D'un humaniste russe Christique au Dalaï-lama
Ainsi donc la Russie a donné un saint. Déjà il y avait eu Soljenitsyne, dissident métaphysicien qui avait prédit à son retour d'Amérique ce que deviendrait l’empire soviétique mais qui se présentait plus en ermite bougon qu'en saint martyr. Le corps glorieux est le dernier acte de la dédication.
La sainteté ultime rempart à l'empire
Jusqu'à la fin, le coeur aimant
A présent voici Navalny le saint humaniste. L’Amoureux qui, à peine remis d’un empoisonnement , quitte sa femme adorée en choisissant la droiture morale au confort individualiste.
Mourir tête haute pour plus grand que soi. A l’âge des ambiguïtés , des renoncements, des accommodements c’est une leçon tout droit sortie de Dostoïevski. Une gueule de prince coquin , un entêtement affiché d’idiot auréolé.
C’est magnifique , c’est à pleurer car il n’y a pas eu de miracle , il a été lentement crucifié dans le froid sans penser jamais à se renier.
La vérité est totalement dévalorisée dans l’actuelle Russie. Ça rappelle Virgil Gheorghiu le pope poète prophétique qui énonçait que c’était simple avec le communisme soviéto-roumain car le vrai était tout simplement le contraire exact de la parole officielle.
Un Autre aspect à la fois christique et russe tient dans le rôle joué par la mère de Navalny. On lui dit qu’il est mort, elle part vers le nord.. On lui dit qu'on ne sait pas où est le cadavre, elle attend. On lui dit qu’il sera finalement enterré dans un village de la colonie pénitentiaire kafkaïenne arctique et elle dit non : je veux voir le corps et je veux le ramener près de la maison.

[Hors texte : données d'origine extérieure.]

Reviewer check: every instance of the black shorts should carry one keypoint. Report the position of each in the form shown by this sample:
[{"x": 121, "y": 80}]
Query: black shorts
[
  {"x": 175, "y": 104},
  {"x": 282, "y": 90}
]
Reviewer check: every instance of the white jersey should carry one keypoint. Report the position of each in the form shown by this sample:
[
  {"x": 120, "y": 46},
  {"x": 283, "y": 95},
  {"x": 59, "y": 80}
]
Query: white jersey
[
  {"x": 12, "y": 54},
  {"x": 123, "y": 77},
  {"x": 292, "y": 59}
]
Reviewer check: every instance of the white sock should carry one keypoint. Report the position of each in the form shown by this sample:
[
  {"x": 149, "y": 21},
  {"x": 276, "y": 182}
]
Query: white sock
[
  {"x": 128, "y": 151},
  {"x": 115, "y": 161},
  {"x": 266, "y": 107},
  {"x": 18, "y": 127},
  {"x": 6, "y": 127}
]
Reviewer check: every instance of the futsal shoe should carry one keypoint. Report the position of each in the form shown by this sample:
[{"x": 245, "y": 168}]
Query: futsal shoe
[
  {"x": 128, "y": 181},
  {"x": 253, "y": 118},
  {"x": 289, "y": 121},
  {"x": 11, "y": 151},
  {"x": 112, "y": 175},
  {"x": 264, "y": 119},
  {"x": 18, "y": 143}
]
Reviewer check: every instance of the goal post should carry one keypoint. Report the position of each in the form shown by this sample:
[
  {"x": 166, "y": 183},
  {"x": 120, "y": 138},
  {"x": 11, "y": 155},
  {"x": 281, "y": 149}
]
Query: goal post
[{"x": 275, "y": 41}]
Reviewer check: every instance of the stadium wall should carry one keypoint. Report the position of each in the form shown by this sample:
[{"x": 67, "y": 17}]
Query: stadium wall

On peut facilement tuer le fils mais en Russie il reste encore difficile de tuer la mère. La babouchka que tout russe garde au cœur.
Et c’est donc la mère qui , par cette contemporaine déposition d’une crucifixion cruelle et démente , génère avec la femme , la veuve , le message d’honneur , de vérité et d’amour de l’homme. Il y aura un jour en Russie des places et des lycées Navalny tandis que les portraits de Poutine disparaîtront dans les caves comme les vieux insignes nazis que toute famille allemande ou autrichienne a abandonné dans l’ordure ou la cave.
Autre
réussite de la puissance mais résilience tibétaine
La Chine est l’autre vraie grande réussite dictatoriale, celle d’un Parti qui a garanti travail, enrichissement et prestige mondial.
Là malédiction inaugurale en a été l’occupation et l’ethnocide du Tibet.
Parfaite réussite avec vol des ressources, destruction des monastères, emprisonnement d'un peuple, plus haut train d’altitude, déferlement Han et presque éradication des hautes spiritualités. Pourtant ça a résisté et le Dalaï-lama, par sa fuite miraculeuse de 1959 et l’établissement d’une diaspora culturelle a maintenu le flambeau, reconnu par son peuple et par le monde , de l’aspiration à la liberté , de la compassion comme voie, d'un spirituel plus radical que le matérialisme corrupteur.
Rire de l'instant
Mourir quelque part
A un certain moment de sa vie on est amené à installer la topologie de son décès : on ne veut pas mourir à Paris mais à Narbonne (mon père), pas à l’île de Ré ou Venise mais a Paris (Sollers) , pas à New-York mais à Moscou (Soljenitsyne) , pas à Paris mais à New-York (Woody Allen ?) , pas à Moscou mais à Châteauroux (Depardieu ?).
Il me semble qu’il est temps que le Dalaï-lama, après s’être heureusement échappé puis avoir diffusé le bouddhisme tibétain a l’échelle du monde, revienne à présent , dépouillé de ses rôles et auréolé de sainteté, au Tibet.
Maintenir la promesse de sa réincarnation puis engager le retour de son corps.
Savoir qu’il sera assigné, résidentialisé, assassiné de hasard, mais que sa flamme compassionnelle et son éveil diffuseront irrémédiablement dans la terre et le cœur tibétain.
Un long voyage retour à pied, avec prosternation des foules (j’y serai) et marche pieds nus des stars (Uma, Richard Gere…).
Passer la haute frontière à pied, marcher vers Lhassa, vers une prison ou un hôtel de luxe mais respirer à l’unisson de son peuple. Navalny l’a fait, en solitude parfaite, le Dalaï-lama sera accompagné et même quelques nationalistes chinois endurcis peuvent en être touchés par la grâce et renoncer à Taïwan comme au Tibet.
Le rêve est la réalité magique du monde.